Other voices in Africa should be represented on the council besides South Africa. That is why the OAU should get the African UNSC vote. The same logic applies to Central and South America. Voices in addition to Brazil need an outlet. That is why the OAS should handle the Central and South American vote. I realize that countries other than those in Central and South America are in the OAS, e.g., Canada and the US. Regarding OAS UNSC voting behavior, the US would not participate because it has its own seat on the council (messy...any ideas?). There is no good demographic reason why separate EU member states should have individual UNSC votes. The closest qualifier might be Germany, but it has yet to realize the economic strength that will eventually emerge from reunification.
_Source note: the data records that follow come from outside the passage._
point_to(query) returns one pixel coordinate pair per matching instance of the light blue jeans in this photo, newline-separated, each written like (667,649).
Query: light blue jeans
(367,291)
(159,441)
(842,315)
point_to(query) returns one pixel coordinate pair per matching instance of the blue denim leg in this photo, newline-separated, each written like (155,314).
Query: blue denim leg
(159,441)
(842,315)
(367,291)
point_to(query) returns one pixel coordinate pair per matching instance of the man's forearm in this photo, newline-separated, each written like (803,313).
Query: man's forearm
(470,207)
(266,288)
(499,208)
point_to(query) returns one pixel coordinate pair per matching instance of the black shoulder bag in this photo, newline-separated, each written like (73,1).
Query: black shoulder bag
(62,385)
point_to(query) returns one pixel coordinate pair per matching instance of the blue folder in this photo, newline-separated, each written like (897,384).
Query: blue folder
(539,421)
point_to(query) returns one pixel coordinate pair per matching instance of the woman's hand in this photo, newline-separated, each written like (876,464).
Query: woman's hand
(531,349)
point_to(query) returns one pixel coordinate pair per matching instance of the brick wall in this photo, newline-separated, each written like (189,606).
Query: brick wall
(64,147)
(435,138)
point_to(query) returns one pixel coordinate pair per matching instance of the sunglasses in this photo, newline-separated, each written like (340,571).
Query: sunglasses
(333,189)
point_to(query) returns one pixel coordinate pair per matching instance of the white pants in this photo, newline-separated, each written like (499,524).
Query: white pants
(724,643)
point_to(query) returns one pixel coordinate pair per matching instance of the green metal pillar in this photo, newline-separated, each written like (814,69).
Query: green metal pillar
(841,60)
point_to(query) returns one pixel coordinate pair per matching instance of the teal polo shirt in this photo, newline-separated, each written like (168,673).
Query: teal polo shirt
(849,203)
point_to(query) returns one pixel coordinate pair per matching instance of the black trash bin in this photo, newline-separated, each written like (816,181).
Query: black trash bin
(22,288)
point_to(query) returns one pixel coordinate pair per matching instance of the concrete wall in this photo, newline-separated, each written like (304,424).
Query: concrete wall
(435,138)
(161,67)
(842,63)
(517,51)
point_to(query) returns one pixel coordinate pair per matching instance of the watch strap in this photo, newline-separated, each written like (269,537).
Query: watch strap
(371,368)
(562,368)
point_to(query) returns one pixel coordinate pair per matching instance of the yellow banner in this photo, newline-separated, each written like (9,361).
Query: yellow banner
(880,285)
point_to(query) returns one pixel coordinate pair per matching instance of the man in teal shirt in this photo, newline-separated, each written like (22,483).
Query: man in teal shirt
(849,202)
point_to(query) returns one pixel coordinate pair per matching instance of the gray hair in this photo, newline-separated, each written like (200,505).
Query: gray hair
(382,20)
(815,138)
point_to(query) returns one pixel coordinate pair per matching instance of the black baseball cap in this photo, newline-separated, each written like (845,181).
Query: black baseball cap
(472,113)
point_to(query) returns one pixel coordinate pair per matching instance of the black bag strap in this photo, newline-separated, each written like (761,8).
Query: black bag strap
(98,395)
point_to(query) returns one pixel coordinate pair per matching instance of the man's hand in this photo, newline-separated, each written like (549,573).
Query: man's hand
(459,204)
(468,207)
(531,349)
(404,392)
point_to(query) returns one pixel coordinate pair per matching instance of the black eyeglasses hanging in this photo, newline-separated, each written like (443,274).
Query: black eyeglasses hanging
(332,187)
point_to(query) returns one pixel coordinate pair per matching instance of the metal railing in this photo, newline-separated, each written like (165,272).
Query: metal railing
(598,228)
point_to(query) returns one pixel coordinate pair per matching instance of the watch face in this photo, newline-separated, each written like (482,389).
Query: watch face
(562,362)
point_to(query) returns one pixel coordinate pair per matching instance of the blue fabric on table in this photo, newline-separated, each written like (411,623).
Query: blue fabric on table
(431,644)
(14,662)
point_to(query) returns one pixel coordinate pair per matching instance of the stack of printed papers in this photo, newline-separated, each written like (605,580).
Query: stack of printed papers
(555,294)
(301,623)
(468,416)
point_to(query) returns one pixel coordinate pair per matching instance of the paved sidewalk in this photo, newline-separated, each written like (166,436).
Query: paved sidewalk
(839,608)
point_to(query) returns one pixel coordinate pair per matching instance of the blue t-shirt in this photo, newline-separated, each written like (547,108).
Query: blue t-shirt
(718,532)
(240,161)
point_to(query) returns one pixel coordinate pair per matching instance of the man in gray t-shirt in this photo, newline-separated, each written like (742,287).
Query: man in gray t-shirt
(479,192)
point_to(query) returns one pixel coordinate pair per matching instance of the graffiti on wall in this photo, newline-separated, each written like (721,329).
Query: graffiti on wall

I would choose Indonesia over Pakistan. It has a larger population and is democratic. It would be great if the UN had the nerve to make UNSC membership contingent on whether the candidate nation is a democratic state. Countries such as China and Pakistan would only have observer status until they institute democratic reform (that will happen when monkeys are flying over the frozen wastes of hell...the UN could not even mount a serious relief effort for Liberia or Darfur). Anyway, what we are talking about is theoretical. Someday the UN will need to become relevant.

Regarding the veto power...unfortunately, for now, it must be retained. In my opinion, there have been periods in the past when a UNSC simple majority would have voted for military action against Israel. A US veto is necessary to prevent such a scenario, or something similar. However, the veto from China prevents action in Darfur. So what is the answer? If the UNSC looks like this: US, OAS, EU, Russia, OAU, China, Japan, and Indonesia, then there are eight members. Perhaps instead of the veto system, there could be a system that requires 6 or 7 of the 8 members to agree before military action is authorized.

BTW, in this discussion I am not suggesting that the US give up one iota of its sovereignty to the UN.


----------



## NATO AIR (Sep 21, 2004)

i will add this:

i like your idea better, in the most part because it combines 2 of my 3 ideas for UN reform.  We get broader meaningful represenation for nations around the world that matter, while at the same time strengthening the power of multilateral institutions like the OAU and OAS.

This accomplishes two crucial points: (1) better more cohesive diplomacy by the US and our allies because we're dealing with organizations comprising nation-states, not just nation-states.  That doesn't mean perfect harmony, and while some may say it adds a middleman to diplomacy, i disagree.  It becomes easier for us to get more assistance, support and votes on crucial resolutions because we are able to appeal to broader, more important issues. (we don't have to worry as much about Mexico or Cameroon's national interests, but more about the OAS and the OAU's interests as a whole)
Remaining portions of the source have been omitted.